Since Aiden has autism, schedules mean a lot to him. He likes to know what’s going to happen all day, every day. Transitioning from summer back to school is usually a nightmare. And this year, the teachers went on strike for a week the week after the kids went back to school. So that disruption didn’t help. We finally have him on a routine. He knows, Monday-Friday is school, Saturdays and Sundays are home days. With the first quarter of the school year wrapping up last week, his routine was disrupted. Since I worked yesterday and wasn’t here when he woke up, I set him up to have a very bad day. A typical “bad day” for Aiden is not listening, getting overstimulated at everything, continually fighting with his brother and sister, humming, flapping and just not being able to simmer or settling down at all. By the time you get him to bed, you feel like you’ve run a marathon…a very loud, confusing, physically draining and annoying marathon. Its difficult not to yell at him, but we don’t. Its hard not to just put him on lockdown for the day, but we don’t. We just deal, pray for bed time to come soon, and hope the next day will be better.
The night after a bad day I spend a lot of time analyzing what set him off and how we can turn it around the next day. This time, I determined it was the schedule disruption so this morning I decided it would be an Aiden day. We started the day with an hour of Baby First TV (not the usual Spongebob or Avengers) and skin contact. He lays on my legs. This was something that he has loved to do since he was 18 months old. Now that he’s 6 years old and tall for his age, he doesn’t lay on my legs as often. But when he needs to calm down, this is usually his go to. Right now, the only reason I have a few minutes to type, is because his dad has him on Angry Birds (amazing how he can clear the levels even my gamer husband can’t). Ann is making us a pancake brunch (one of Aiden’s favorites) and the rest of the day will be dedicated to doing things that will keep him calm and content. Parents of NT (neuro-typical) kids would think this is overindulgent. But for us, this is just what needs to be done to regulate him again and set him up on a good foot for the coming week.
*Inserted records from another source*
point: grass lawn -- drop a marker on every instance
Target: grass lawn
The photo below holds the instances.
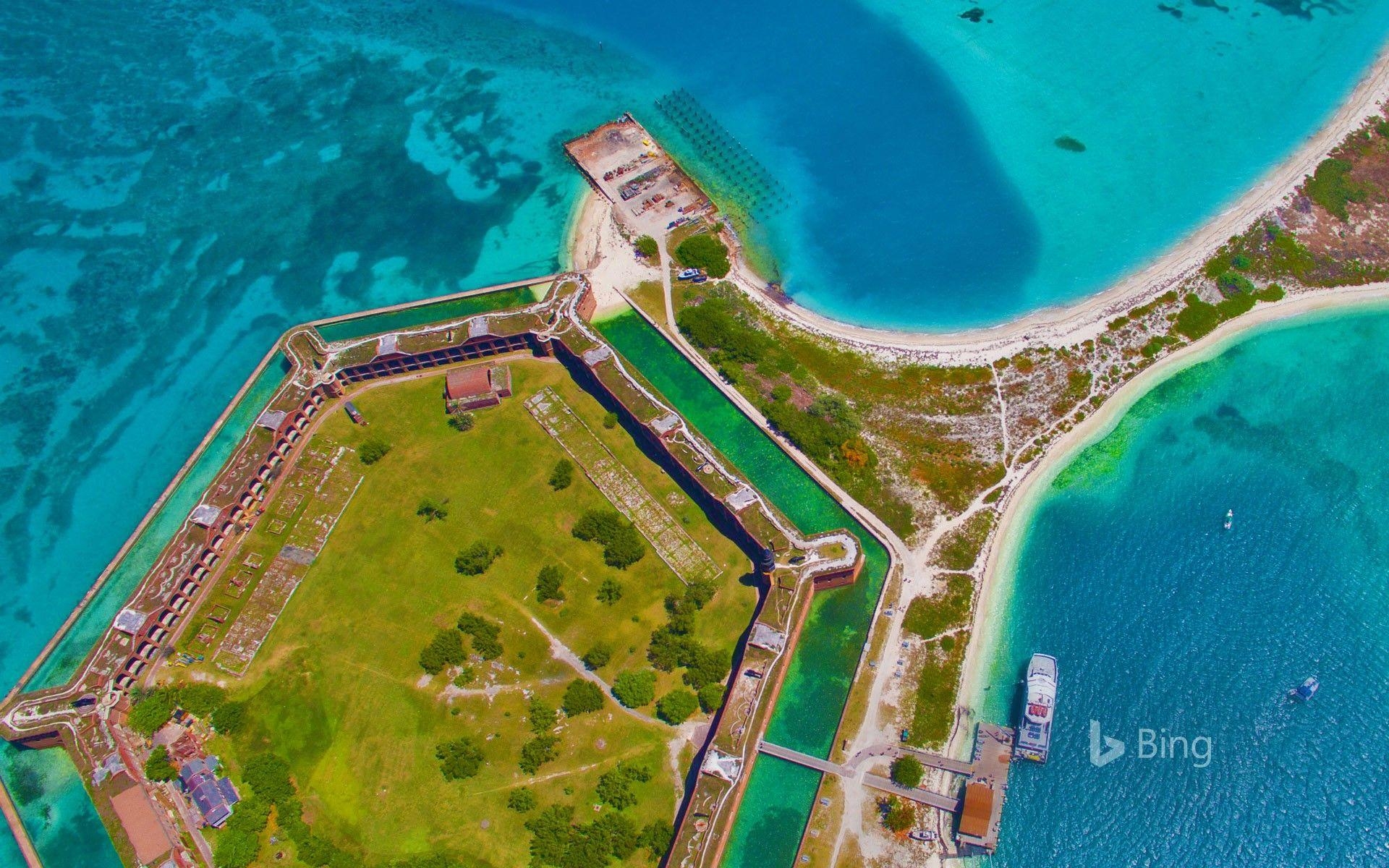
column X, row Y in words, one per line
column 338, row 689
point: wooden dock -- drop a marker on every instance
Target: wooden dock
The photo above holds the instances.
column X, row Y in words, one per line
column 980, row 810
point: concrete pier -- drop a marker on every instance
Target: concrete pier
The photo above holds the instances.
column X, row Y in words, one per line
column 987, row 773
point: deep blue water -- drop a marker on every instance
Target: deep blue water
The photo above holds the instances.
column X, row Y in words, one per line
column 179, row 181
column 1162, row 620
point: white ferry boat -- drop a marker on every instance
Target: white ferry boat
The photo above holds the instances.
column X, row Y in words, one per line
column 1035, row 729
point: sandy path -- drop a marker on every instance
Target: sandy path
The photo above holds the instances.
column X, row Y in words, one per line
column 1025, row 486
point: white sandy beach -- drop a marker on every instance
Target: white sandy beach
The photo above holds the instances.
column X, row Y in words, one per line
column 1084, row 320
column 1032, row 482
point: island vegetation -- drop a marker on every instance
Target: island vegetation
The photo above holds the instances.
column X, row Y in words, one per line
column 413, row 670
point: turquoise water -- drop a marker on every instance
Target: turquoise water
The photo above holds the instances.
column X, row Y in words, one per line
column 1162, row 620
column 166, row 214
column 919, row 148
column 780, row 795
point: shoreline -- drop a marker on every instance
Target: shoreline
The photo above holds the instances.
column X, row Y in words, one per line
column 1003, row 546
column 1087, row 317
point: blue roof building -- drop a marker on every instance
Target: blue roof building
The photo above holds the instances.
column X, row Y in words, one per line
column 213, row 796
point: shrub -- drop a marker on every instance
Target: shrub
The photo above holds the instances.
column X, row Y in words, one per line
column 462, row 421
column 158, row 767
column 1233, row 284
column 901, row 816
column 538, row 752
column 542, row 715
column 706, row 253
column 459, row 759
column 475, row 558
column 1228, row 309
column 563, row 475
column 907, row 771
column 1333, row 188
column 200, row 699
column 229, row 718
column 705, row 665
column 443, row 650
column 152, row 712
column 433, row 509
column 598, row 656
column 268, row 775
column 677, row 706
column 1197, row 320
column 710, row 696
column 581, row 697
column 235, row 849
column 548, row 584
column 484, row 634
column 656, row 836
column 610, row 592
column 252, row 816
column 521, row 800
column 614, row 788
column 635, row 689
column 623, row 545
column 373, row 451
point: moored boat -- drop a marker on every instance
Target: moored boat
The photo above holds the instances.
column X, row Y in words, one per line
column 1304, row 691
column 1035, row 728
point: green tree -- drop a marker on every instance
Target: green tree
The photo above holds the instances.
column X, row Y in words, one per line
column 598, row 656
column 677, row 706
column 200, row 699
column 899, row 816
column 252, row 816
column 1198, row 318
column 610, row 592
column 538, row 752
column 522, row 800
column 614, row 788
column 485, row 635
column 907, row 771
column 477, row 558
column 623, row 543
column 443, row 650
column 563, row 474
column 542, row 715
column 459, row 759
column 548, row 584
column 581, row 697
column 712, row 696
column 658, row 836
column 635, row 689
column 229, row 718
column 706, row 253
column 373, row 451
column 152, row 712
column 268, row 775
column 433, row 510
column 158, row 767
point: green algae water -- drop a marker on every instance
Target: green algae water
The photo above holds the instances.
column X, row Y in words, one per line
column 412, row 317
column 780, row 795
column 1162, row 620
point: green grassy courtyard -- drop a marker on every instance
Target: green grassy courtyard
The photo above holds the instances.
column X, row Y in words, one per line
column 339, row 692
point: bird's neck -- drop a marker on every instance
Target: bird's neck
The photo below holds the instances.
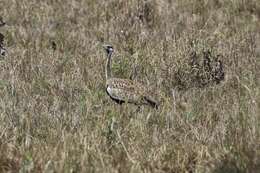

I feel like this is really unfair to my other two kids. My 4 year old, who thinks of Aiden as his hero, will just sort of go along with things. While Aiden lays on my legs, he’ll lay next to us on the couch. While Aiden is on Angry Birds, he will sit next to him cheering him on. Their relationship is amazing and the compassion of my 4 year old is remarkable. My daughter, who is older, tries to understand, but I know she must feel left out when we have days where it’s all about Aiden. I try to make it up to her with manicures or letting her take a jacuzzi tub, but the mother’s guilt of feeling like you’re not giving all of your children everything they need sets in. I never want any of my kids to feel like they were ignored or not made to feel special. But this is where having 3 adults in the house comes in handy. At least we have 3 sets of hands to pitch in and distribute the love.
Today my only hope is to get Aiden back on track. The laundry can wait. The shiny stove can wait. I may have another week of a messy house but hopefully happy kids.